It’s time for companies to start talking about mental health

A woman struggles under her umbrella on her way to work in gale force winds and rain in East London October 30, 2000. The worst…
A woman struggles under her umbrella on her way to work in gale force winds and rain in East London October 30, 2000. The worst…
Image: REUTERS//Russell Boyce
We may earn a commission from links on this page.

On New Year’s Day, 2014, I got the worst phone call of my life. I knew my daughter Katharine, who was a few years out of college, had been on a first date the night before, and I was curious to see how it went.  But when I got a call from her number, I was startled to hear a man’s voice on the phone.

“Are you Katharine’s father?”

Fearing the worst, I managed a reply: “Yes…yes I am.”

“This is the Boston Police Department. Your daughter tried to kill herself. We are taking her to the hospital. You need to get here right away.”

Katharine had suffered from an eating disorder for 10 years, and our family was used to playing an emotionally supportive role in her life. Through her illness, though, we got a first-hand look at how broken the mental health system, and how it sets up patients and families to suffer. We learned that mental health primary care and specialty care for things like eating disorders are not integrated, and that insurance often fails to cover a patient’s most basic needs. As a result, the burden placed on loved ones can be staggering, and often prevents patients from seeking the help they desperately need. And it’s not just the United States: As the former vice president of international government affairs for Johnson & Johnson, I’ve met with officials around the world, and the problem is the same everywhere.

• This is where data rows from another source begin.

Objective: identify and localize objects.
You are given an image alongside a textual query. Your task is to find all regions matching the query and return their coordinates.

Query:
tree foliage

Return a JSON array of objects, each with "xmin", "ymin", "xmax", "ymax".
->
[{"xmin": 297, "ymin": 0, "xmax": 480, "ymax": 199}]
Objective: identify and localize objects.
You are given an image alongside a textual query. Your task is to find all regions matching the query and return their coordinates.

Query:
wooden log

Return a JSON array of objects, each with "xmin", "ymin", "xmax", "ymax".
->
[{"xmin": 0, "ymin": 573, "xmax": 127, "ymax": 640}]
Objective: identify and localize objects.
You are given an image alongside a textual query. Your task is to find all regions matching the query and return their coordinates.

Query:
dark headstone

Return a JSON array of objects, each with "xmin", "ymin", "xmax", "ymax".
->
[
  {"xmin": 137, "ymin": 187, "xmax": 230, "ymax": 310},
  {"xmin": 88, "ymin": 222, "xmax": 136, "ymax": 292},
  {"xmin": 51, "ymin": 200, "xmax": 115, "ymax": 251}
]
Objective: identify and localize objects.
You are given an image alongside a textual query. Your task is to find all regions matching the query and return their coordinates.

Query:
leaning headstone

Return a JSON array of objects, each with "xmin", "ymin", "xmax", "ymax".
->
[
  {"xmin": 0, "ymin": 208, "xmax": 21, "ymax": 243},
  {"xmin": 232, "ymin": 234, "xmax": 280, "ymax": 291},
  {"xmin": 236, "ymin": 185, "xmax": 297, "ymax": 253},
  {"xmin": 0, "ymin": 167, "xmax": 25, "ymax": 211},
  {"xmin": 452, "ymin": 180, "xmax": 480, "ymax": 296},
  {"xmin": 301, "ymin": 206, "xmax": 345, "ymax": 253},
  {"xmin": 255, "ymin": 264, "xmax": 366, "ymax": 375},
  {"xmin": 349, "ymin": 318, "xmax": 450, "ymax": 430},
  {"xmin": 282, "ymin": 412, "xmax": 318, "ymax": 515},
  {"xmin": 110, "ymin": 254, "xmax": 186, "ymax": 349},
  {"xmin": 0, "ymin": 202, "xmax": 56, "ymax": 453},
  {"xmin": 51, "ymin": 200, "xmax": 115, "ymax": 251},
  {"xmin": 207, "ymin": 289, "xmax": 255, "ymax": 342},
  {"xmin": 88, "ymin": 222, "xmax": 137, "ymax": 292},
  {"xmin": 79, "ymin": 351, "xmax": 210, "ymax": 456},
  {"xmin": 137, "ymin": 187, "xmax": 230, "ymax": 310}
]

When I watched my daughter suffer and learned about all the challenges that patients and their families face, I knew that change was needed, and that I had to be part of it. Johnson & Johnson’s Neuroscience leader, Husseini Manji, took me under his wing, and together we took the case for change to Johnson & Johnson leadership. We explained that no one in the healthcare system today, not families, the medical profession, or law enforcement, has the resources to tackle the mental health crisis alone. Organizations of all types need to work together to be part of the solution, and companies need to do more to adapt to employees with mental health conditions.

Not only do they have a moral obligation to provide for their employees who are struggling, but they have a financial one, as well. When you fail to create a supportive workplace, you not only lose out on today’s top talent, you miss out on the leaders of tomorrow, as well.

To my relief, leadership understood the importance of this problem, and the work needed to solve it. It was only then that I realized the true scope of what I was tackling. I could no longer work on mental health advocacy part-time. As a result, I’m now the company’s first ever ambassador for mental health.

Companies need to discuss mental health. That means people from the senior executive level talking about their own mental health conditions, and encouraging employees throughout the organization to do the same.  It means integrating mental health into every aspect of employee health benefits, from supervisor training, to office health clinics, to childcare centers. And it means implementing mental health first aid training for all people-managers, so that they can recognize symptoms and respond with care and understanding, not judgement.

I’m proud to say that the Mental Health Diplomats, the employee resource group (ERG) that we established last year for team members with mental health conditions, has become the fastest growing ERG in Johnson & Johnson’s history, with more than 800 members in 32 countries. We’ve also partnered with organizations and governments around the world who are just as committed to this fight as we are.

We have a lot of work to do. One in four of us live with a diagnosable mental health condition, and many more of us are caregivers. The most insidious part, though, is that it hits the young hardest of all. Half of all mental illnesses begin by the age of 14, as my daughter’s did, and another 25% begin by age 24. Two-thirds of sufferers don’t get treatment, and those who do often wait an average of 8-10 years to do so. This is why healthcare professionals refer to mental illness as the “chronic disease of the young.” In fact, for the first time in recorded human history, the leading cause of death for teenage girls worldwide is no longer childbirth—it’s suicide.

This past New Year’s Day, the fifth anniversary of that phone call, I hugged my daughter tighter than ever. She’s thriving now, and is working toward a degree in social work at the University of Michigan. It’s now our life’s work to help others living with mental illness, either as patients or as caregivers, stand up and demand a better world, where these issues are openly discussed, recognized, and effectively treated.